Nerve stimulation therapy improves sexual dysfunction in women
A recent study published in the journal Neuromodulation has found that a new treatment, traditionally used for overactive bladder, may offer new hope for women with sexual dysfunction.
“It worked for me. I’m not one-hundred percent back to the way I was, but I can have orgasms again and they are pretty good ones”, said a female participant interviewed about her experience regarding the new treatment.
Clinicians commonly prescribe sildenafil hormones, and flibanserin but these methods are not always effective and may lead to undesirable side effects.
Researchers from the University of Michigan found that neuromodulation treatments for bladder dysfunction occasionally led to improvements in sexual function.
“In this particular treatment, a patient receives nerve stimulation therapy once a week to improve neural signaling and function in the muscles that control the bladder,” says Tim Bruns, Ph.D., an assistant professor of biomedical engineering at U-M. “The nerves controlling the pelvic organs start out in the same location in the spinal cord and branch out.”
According to Bruns one form of stimulation is effective for bladder dysfunction despite an odd placement of the electrodes: near the tibial nerve in the ankle. The nerves that travel down to the foot overlap near the spinal cord with some of the nerves to the pelvic organs, leading to a possible overlap in synaptic routes.
Bruns and associates conducted a study to analyze the technique in rats and humans.
In the rat studies, Bruns’ team stimulated nerves in the genital and ankle region. After 15 to 30 minutes, the rodents experienced a strong increase in vaginal blood flow.
The researchers recruited nine women with FSD (and without bladder problems) for a pilot study.
Each woman received 12 half-hour sessions of transcutaneous electrical nerve stimulation in which participants had electrodes placed either in the genital region or on the ankle.
A 53-year-old woman who got involved with the study after reporting difficulty achieving orgasm to her gynecologist described the experience as “a bizarre, pressure vibration sensation.”
Still, she managed. “After a few minutes, however, you get used to it,” the participant recalled. “Then, you sit there for 30 minutes. I brought a book to read during my session.”
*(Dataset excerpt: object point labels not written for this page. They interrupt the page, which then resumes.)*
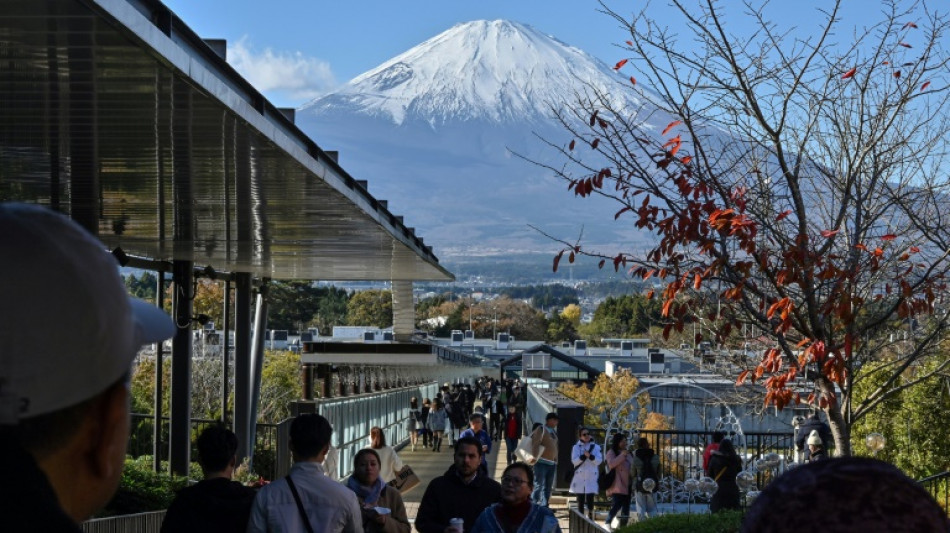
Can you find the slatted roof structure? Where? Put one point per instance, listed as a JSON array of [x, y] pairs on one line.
[[115, 113]]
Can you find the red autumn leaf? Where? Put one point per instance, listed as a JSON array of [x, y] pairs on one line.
[[742, 376], [670, 126], [666, 308]]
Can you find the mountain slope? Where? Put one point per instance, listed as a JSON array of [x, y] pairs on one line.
[[435, 130]]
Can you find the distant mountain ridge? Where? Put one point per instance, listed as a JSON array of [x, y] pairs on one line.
[[435, 131]]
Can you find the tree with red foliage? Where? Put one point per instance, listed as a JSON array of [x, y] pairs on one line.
[[800, 182]]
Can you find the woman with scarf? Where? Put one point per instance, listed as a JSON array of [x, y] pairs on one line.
[[516, 513], [724, 466], [383, 509]]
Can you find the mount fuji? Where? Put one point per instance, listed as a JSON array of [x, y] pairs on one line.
[[438, 129]]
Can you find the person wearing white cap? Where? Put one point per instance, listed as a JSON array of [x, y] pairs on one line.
[[68, 334], [816, 448]]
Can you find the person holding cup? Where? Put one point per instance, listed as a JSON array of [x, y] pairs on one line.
[[382, 506]]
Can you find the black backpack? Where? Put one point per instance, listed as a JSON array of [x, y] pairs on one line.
[[646, 471], [606, 478]]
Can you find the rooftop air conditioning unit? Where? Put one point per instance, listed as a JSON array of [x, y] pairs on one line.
[[580, 347]]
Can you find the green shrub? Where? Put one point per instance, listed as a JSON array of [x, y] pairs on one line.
[[142, 489], [721, 522]]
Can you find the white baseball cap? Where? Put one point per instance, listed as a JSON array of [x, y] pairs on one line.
[[68, 329]]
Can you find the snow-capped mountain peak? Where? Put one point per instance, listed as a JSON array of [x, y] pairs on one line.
[[496, 71]]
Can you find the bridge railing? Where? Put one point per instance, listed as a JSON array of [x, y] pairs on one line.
[[939, 487]]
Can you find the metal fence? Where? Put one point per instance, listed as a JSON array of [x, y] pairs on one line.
[[132, 523], [142, 434], [681, 453], [353, 416]]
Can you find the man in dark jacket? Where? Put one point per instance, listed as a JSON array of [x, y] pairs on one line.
[[459, 493], [215, 504]]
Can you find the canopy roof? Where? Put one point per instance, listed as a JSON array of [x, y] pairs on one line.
[[116, 113]]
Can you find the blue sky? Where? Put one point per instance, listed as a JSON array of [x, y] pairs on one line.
[[295, 50]]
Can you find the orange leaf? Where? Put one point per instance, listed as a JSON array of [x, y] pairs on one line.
[[666, 308], [742, 375]]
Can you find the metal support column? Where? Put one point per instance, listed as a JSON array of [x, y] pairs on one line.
[[227, 353], [242, 362], [404, 312], [159, 374], [257, 364], [179, 435]]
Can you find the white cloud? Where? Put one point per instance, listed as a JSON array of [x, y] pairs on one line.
[[285, 78]]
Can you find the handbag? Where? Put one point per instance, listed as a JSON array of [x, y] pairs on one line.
[[605, 481], [405, 480]]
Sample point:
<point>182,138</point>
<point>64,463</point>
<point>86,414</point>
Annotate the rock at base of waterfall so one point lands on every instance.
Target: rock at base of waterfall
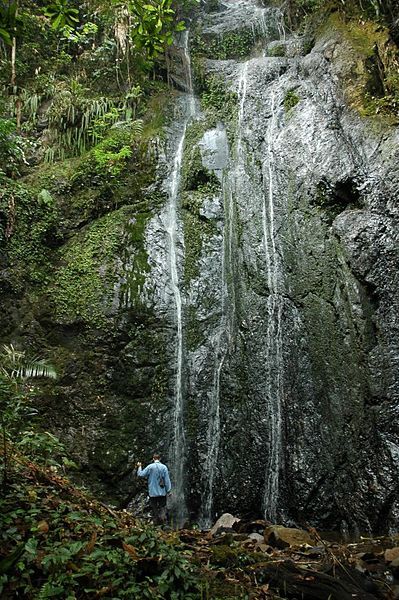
<point>392,555</point>
<point>224,523</point>
<point>257,526</point>
<point>285,537</point>
<point>256,537</point>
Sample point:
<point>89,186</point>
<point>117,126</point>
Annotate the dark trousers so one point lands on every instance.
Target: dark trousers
<point>158,509</point>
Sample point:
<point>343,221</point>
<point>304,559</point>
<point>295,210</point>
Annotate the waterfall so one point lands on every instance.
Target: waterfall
<point>274,335</point>
<point>224,338</point>
<point>171,226</point>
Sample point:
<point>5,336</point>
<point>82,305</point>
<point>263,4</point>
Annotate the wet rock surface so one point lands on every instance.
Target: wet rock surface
<point>286,252</point>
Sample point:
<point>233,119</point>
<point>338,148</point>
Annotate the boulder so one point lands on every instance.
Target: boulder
<point>224,523</point>
<point>392,554</point>
<point>256,537</point>
<point>285,537</point>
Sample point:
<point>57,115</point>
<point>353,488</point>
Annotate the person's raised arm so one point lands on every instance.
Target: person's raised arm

The results of the study showed that eight of out the nine women reported some improvement in arousal, lubrication, and orgasm.
“Across a variety of clinical studies, if you get a 50 per cent improvement in symptoms, you can consider that a successful response,” Bruns says. “We had four participants meet or exceed that threshold.”
Overall improvement in score was comparable or greater than prior studies of different types of drugs or neuromodulation for FSD, he added.
“This study presents an alternative method for treating female sexual dysfunction that is non-pharmacologic and non-invasive. Through studies like this we can further understand female sexual arousal and offer treatments for a disorder that has very few options,” said Priyanka Gupta, co-author of the study.
Female sexual dysfunction (FSD) is a condition that ranges from a lack of libido to an inability to achieve orgasm and affects 40 to 45 percent of women, especially as they age. It is tough to diagnose FSD but the treatment is even more difficult.